His children do not take their father’s age for granted as Yosamu, Mzee Baguma’s third born child puts it, “We thank God who has kept our father for all these years. He has been able to stay for this long because of God’s mercy. I also believe that the six kilometres he used to walk daily, from our home to Lake Bunyonyi, where he operated a canoe for over 80 years kept him physically fit.”

It may also have a lot to do with the attention the children pay him. For instance, the last born in the family, Shallon Atusasira, 25, says she dropped out of school to take care for her aging parents. She, however, does not take this responsibility lightly.

“Sometimes when I am from fetching water, I find that one parent has taken a walk. As I look for her, the other one takes a different direction,” she illustrates.

His diet
Another factor that may be contributing to their parents’ long life is their diet. Atusasira describes their parents meals: “They enjoy hot millet or sorghum or maize porridge, or dry tea for breakfast. They also enjoy local boiled food for lunch and they do not take supper.”
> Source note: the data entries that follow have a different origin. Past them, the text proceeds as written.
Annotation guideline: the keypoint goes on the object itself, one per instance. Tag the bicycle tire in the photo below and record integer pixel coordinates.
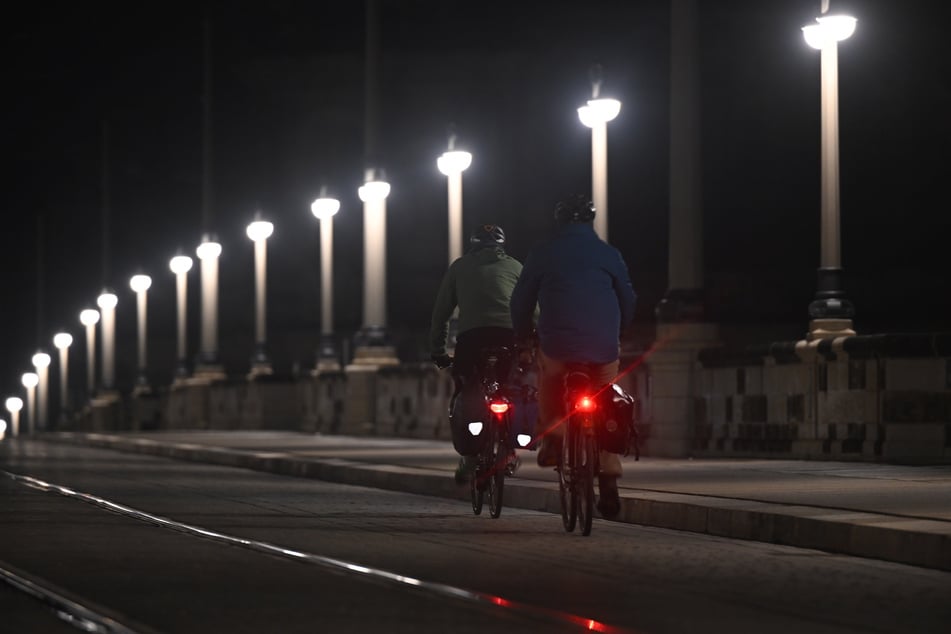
(496, 474)
(566, 492)
(585, 481)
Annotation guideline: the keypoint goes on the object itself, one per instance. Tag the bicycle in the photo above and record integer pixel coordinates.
(494, 420)
(578, 462)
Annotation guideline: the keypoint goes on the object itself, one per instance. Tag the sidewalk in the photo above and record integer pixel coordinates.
(891, 512)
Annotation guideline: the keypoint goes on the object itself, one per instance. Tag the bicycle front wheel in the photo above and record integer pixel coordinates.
(584, 480)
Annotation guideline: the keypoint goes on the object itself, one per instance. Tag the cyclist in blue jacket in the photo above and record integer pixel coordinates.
(585, 299)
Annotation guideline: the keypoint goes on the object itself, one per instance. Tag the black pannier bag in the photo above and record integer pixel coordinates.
(469, 407)
(616, 431)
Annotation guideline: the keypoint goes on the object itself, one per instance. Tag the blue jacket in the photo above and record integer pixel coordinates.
(584, 294)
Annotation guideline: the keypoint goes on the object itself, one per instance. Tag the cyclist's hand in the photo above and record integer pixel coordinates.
(442, 361)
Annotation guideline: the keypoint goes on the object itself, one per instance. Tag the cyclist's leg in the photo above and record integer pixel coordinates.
(550, 427)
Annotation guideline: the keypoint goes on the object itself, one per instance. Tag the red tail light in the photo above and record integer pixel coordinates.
(586, 404)
(499, 407)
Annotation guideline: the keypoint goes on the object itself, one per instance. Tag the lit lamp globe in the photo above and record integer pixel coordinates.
(828, 29)
(324, 208)
(140, 283)
(260, 230)
(454, 162)
(180, 264)
(107, 301)
(208, 250)
(374, 191)
(89, 317)
(597, 111)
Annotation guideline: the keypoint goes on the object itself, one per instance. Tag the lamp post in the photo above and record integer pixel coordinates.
(373, 193)
(140, 284)
(453, 163)
(831, 311)
(595, 114)
(107, 305)
(89, 318)
(30, 381)
(41, 361)
(62, 341)
(324, 209)
(208, 252)
(180, 266)
(259, 231)
(14, 405)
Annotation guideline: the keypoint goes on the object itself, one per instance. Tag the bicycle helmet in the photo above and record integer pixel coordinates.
(577, 208)
(487, 236)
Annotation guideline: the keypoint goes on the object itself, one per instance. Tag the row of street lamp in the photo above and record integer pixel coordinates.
(830, 303)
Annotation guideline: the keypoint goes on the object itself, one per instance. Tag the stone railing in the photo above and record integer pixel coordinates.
(876, 398)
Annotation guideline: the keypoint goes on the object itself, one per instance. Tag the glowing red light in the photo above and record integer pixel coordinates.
(586, 404)
(499, 407)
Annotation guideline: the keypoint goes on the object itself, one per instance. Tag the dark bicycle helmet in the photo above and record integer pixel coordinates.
(577, 208)
(487, 236)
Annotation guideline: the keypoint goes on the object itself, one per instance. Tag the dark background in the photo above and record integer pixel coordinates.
(288, 118)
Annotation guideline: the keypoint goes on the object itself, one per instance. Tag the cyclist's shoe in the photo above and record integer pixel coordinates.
(609, 500)
(512, 464)
(463, 470)
(549, 451)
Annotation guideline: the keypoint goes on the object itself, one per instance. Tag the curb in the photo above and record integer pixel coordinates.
(917, 542)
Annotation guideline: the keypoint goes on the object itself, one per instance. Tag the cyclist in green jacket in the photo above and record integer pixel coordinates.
(480, 284)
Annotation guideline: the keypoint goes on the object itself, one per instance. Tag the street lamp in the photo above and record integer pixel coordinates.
(259, 231)
(595, 114)
(831, 311)
(453, 163)
(208, 252)
(140, 284)
(324, 209)
(14, 405)
(180, 266)
(373, 193)
(107, 305)
(41, 361)
(89, 318)
(62, 341)
(30, 381)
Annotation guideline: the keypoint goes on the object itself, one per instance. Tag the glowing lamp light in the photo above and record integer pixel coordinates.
(89, 317)
(454, 162)
(260, 230)
(599, 111)
(829, 30)
(140, 283)
(586, 404)
(208, 250)
(107, 301)
(374, 191)
(180, 264)
(498, 407)
(324, 208)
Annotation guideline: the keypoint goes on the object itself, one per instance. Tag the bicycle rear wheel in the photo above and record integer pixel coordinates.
(584, 480)
(566, 493)
(498, 454)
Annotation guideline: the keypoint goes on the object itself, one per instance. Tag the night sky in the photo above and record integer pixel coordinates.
(288, 118)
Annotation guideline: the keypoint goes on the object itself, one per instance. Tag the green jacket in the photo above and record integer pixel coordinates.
(480, 283)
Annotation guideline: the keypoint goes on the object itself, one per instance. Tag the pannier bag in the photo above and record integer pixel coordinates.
(617, 432)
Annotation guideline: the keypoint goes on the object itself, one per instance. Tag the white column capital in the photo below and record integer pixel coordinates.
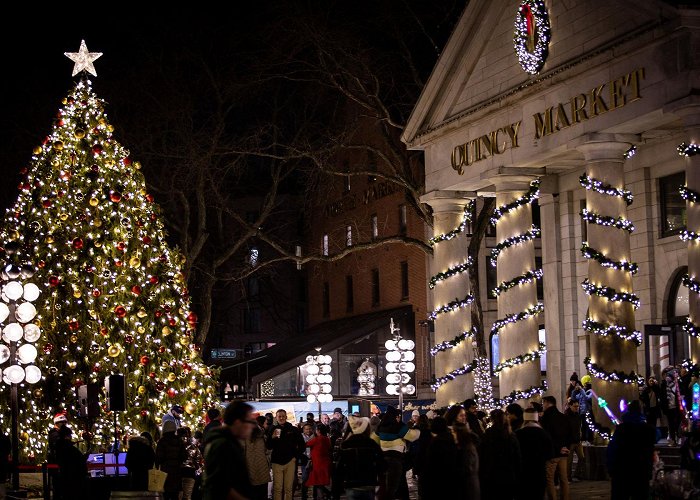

Yosamu adds that Mzee Baguma still has a healthy appetite and enjoys mainly greens, mingled sorghum flour, roasted and locally preserved meat, beans, peas, roasted Irish and sweet potatoes.

As his son speaks, Mzee comments on how much the weather has changed and that every time he goes outside, the sun seems closer to the earth compared to how it was in his youthful days, and then keeps quiet, enjoying that day’s sunbathing session.